Keesokan harinya seperti biasa Annisa bangun jam 4.00 subuh sebelum adzan subuh berkumandang, sedangkan Rafa masih tidur dengan lelap. Annisa memeriksa batrey ponselnya yang habis lalu dichanger lebih dulu. Kemudian Annisa membereskan kamar yang agak sedikit berantakan. Annisa membereskan sampah-sampah bekas makanan dan bekas minuman. Sayangnya di kamar rawat inap tidak ada sapu dan kain pel, jadi Annisa tidak bisa menyapu dan mengepel kamar. Annisa melipat rapih baju-baju kotor miliknya dan milik Rafa dan dimasukkan ke dalam kantong plastiik bersih. Tempat makanan yang kotor ia cuci dengan menggunakan sabun cuci piring dan spon yang Annisa bawa dari rumah ( pengalaman Deche kalau lagi menginap di hotel selalu membawa sabun cuci piring beserta dengan sponnya 😁). Setelah semuanya beres, barulah Annisa mandi dan bersiap untuk sholat subuh.
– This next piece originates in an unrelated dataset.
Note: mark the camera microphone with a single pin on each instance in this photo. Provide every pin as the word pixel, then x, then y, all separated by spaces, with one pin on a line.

Begitu selesai mandi dan berwudhu terdengar adzan subuh berkumandang. Annisa menggelar sajadah dan menggunakan mukenahnya sambil menunggu adzan selesai. Adzan subuh selesai berkumandang Annisa mulai sholat subuh. Selesai sholat subuh Annisa membaca Al Qur’an selama lima menit. Ketika Annisa melipat mukenah, Annisa melihat Rafa sudah bangun. Rafa sedang memperhatikan Annisa melipat mukenah.


“Ehhh anak sholeh sudah bangun,” sapa Annisa.


“Mamah, mau pipis,” kata Rafa.


“Sebentar, Mamah simpan mukenah dulu, ya,” Annisa memasukan mukenahnya ke dalam tas lalu ia menggendong Rafa ke kamar mandi.


“Sekalian seka, ya?! Sebentar lagi dokter datang untuk meriksa Rafa,” kata Annisa.


“Doktel mau pelikca Rafa?” tanya Rafa.


“Iya.”


“Nanti Rafa dicuntik lagi nggak?” tanya Rafa dengan takut.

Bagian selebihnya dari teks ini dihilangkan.